The light green in the front yard is a lot of the image below. Not as mich in the rear, but i do have some crabgrass and other weeds there.


----------



## Aggrorider1 (Jun 18, 2019)

This was a very busy weekend in the lawn. Friday and saturday i pulled some more large patches of weeds in the front. Saturday i mowed multiple times to get the lawn down to somewhere between 2.5 and 3 inches. Dethatched, mowed again as it popped grass up and loosen up some soil. Finished by spraying tenacity in the front and emptied the tank by spot spraying the rear. Sunday morning i went around and broke the soil up some more, seeded, lightly raked in some areas and rolled with the mower.













I finished with a light application of carbon x in the rear. That needs to be mowed tonight.

Currently front sprinklers are set for 4 times a day for 10 minutes. 830, 1130, 2 and 530. Going to monitor how the soil looks.


----------



## JDgreen18 (Jun 14, 2018)

Did you do an overseed or reno? Also what kind of seed did you use?


----------



## Aggrorider1 (Jun 18, 2019)

JDgreen18 said:


> Did you do an overseed or reno? Also what kind of seed did you use?
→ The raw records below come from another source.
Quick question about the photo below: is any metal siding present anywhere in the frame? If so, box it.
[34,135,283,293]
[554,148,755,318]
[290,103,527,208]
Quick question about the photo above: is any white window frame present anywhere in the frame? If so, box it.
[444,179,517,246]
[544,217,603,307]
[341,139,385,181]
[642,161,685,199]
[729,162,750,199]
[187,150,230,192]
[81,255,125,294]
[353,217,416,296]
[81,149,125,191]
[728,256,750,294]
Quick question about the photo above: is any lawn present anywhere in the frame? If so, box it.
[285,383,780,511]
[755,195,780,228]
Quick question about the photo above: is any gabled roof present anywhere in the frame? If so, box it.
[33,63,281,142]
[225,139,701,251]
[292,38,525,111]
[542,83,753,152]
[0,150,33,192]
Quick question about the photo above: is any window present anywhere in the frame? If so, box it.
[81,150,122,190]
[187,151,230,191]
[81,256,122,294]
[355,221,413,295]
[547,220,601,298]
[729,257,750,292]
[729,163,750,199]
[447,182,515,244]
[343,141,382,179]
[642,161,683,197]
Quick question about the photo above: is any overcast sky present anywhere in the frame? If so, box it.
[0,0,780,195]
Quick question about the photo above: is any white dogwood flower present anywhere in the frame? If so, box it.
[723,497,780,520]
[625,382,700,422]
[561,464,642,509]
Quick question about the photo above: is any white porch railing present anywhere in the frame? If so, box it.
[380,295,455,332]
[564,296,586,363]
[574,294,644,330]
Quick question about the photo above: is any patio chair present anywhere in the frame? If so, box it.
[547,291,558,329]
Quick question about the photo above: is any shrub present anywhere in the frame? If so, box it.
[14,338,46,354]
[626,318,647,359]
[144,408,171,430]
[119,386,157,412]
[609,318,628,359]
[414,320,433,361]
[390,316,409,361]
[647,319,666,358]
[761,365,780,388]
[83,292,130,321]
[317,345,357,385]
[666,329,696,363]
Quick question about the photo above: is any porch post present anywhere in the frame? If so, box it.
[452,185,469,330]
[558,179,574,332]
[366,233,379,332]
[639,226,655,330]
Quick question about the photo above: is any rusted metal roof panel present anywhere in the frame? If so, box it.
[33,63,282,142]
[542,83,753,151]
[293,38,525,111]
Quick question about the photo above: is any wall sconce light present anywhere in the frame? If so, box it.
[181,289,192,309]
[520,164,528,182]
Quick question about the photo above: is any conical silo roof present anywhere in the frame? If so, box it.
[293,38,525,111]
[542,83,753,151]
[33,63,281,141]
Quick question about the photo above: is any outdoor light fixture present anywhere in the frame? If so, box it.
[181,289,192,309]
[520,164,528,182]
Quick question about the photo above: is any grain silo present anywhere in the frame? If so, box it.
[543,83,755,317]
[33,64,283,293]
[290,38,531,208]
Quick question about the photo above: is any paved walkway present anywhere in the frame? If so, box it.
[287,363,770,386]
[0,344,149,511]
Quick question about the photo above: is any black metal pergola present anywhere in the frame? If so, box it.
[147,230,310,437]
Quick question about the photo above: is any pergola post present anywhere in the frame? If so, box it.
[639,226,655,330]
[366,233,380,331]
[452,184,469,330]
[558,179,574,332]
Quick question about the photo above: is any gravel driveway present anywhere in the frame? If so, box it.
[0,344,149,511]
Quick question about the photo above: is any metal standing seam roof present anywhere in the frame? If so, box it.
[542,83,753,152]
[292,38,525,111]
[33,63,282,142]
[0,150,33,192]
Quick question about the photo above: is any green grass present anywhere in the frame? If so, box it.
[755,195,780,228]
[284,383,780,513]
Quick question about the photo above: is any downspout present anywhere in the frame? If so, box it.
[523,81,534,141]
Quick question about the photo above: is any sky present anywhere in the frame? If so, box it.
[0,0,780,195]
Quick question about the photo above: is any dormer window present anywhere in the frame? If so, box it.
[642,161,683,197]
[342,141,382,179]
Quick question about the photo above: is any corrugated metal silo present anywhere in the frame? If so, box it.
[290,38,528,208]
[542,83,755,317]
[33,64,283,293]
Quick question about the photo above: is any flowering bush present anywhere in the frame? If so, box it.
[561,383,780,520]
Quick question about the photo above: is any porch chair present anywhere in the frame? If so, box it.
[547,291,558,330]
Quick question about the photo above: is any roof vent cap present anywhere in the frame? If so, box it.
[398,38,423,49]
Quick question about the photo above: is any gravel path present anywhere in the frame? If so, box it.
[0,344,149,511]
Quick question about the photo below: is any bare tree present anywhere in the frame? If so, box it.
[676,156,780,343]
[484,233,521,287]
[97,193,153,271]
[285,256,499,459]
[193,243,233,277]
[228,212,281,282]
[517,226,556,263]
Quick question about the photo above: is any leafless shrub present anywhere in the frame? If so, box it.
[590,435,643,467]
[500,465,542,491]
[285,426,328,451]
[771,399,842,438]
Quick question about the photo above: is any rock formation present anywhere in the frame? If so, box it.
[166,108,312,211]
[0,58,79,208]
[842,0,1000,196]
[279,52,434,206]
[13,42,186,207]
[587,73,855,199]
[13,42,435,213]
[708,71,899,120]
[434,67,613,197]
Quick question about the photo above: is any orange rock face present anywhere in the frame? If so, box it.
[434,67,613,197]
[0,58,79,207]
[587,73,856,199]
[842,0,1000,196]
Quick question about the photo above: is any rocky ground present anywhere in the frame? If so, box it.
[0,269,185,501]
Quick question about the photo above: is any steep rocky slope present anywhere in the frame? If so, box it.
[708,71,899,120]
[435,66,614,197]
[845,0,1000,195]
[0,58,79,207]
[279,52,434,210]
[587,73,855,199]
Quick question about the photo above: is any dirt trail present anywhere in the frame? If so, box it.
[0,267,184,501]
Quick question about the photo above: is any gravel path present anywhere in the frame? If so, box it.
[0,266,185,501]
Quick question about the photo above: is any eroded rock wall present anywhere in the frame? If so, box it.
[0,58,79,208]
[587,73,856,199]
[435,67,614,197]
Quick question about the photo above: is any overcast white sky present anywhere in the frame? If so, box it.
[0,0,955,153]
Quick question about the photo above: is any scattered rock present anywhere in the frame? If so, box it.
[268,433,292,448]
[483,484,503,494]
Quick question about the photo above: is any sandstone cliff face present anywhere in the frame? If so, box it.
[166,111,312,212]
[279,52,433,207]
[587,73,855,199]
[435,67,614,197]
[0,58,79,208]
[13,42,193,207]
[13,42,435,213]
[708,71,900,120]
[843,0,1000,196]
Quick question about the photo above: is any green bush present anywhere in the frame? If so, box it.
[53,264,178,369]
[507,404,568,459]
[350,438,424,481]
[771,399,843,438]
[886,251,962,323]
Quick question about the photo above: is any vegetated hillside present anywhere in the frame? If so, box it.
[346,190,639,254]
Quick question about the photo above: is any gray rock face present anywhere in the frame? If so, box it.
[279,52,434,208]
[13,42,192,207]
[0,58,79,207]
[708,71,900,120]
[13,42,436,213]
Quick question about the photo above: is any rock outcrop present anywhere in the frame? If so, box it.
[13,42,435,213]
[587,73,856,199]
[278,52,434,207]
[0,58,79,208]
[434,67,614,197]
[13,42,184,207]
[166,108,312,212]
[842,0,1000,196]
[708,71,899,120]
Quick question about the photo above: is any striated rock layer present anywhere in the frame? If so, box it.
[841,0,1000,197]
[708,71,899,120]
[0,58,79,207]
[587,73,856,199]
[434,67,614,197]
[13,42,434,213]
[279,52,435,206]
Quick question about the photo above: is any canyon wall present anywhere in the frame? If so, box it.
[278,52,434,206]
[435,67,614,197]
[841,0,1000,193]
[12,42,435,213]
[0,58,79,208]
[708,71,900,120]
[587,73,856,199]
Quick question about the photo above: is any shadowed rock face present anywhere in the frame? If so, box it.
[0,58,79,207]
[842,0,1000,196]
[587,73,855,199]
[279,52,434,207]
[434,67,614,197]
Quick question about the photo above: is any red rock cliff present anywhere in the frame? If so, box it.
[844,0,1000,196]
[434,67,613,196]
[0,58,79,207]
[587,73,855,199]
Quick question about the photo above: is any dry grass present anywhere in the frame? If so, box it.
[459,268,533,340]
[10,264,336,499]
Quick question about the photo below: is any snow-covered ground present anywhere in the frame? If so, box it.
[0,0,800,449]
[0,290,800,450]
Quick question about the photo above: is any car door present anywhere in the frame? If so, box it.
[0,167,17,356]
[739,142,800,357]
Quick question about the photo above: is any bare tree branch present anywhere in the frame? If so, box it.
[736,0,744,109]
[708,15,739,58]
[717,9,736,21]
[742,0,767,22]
Overseed with some bare spot patching in the front. Seed from Hart seed co. Triple Team Plus. Hopefully I start to see some germination toward the end of the week.

32% Amity Tall Fescue
29% Corbett Tall Fescue
29% ZigZag Tall Fescue (Rhizomatous)
10% Tumalo Kentucky Bluegrass (Drought Tolerant)

Rear hasn't gotten any seed yet.


----------



## Aggrorider1 (Jun 18, 2019)

I know im only a couple days into this and i shouldnt be seeing anything for a few days. I am worried that i didnt get the seed deep enough. Is it ok to see seeds on the top of soil? I loosened all the bear spots up, put seed down and lightly raked in before going over with the mower to compact. Should i be seeing seeds or should they be below the top? If i see seeds is there a way to correct now?


----------



## pennstater2005 (Jul 17, 2017)

Aggrorider1 said:


> I know im only a couple days into this and i shouldnt be seeing anything for a few days. I am worried that i didnt get the seed deep enough. Is it ok to see seeds on the top of soil? I loosened all the bear spots up, put seed down and lightly raked in before going over with the mower to compact. Should i be seeing seeds or should they be below the top? If i see seeds is there a way to correct now?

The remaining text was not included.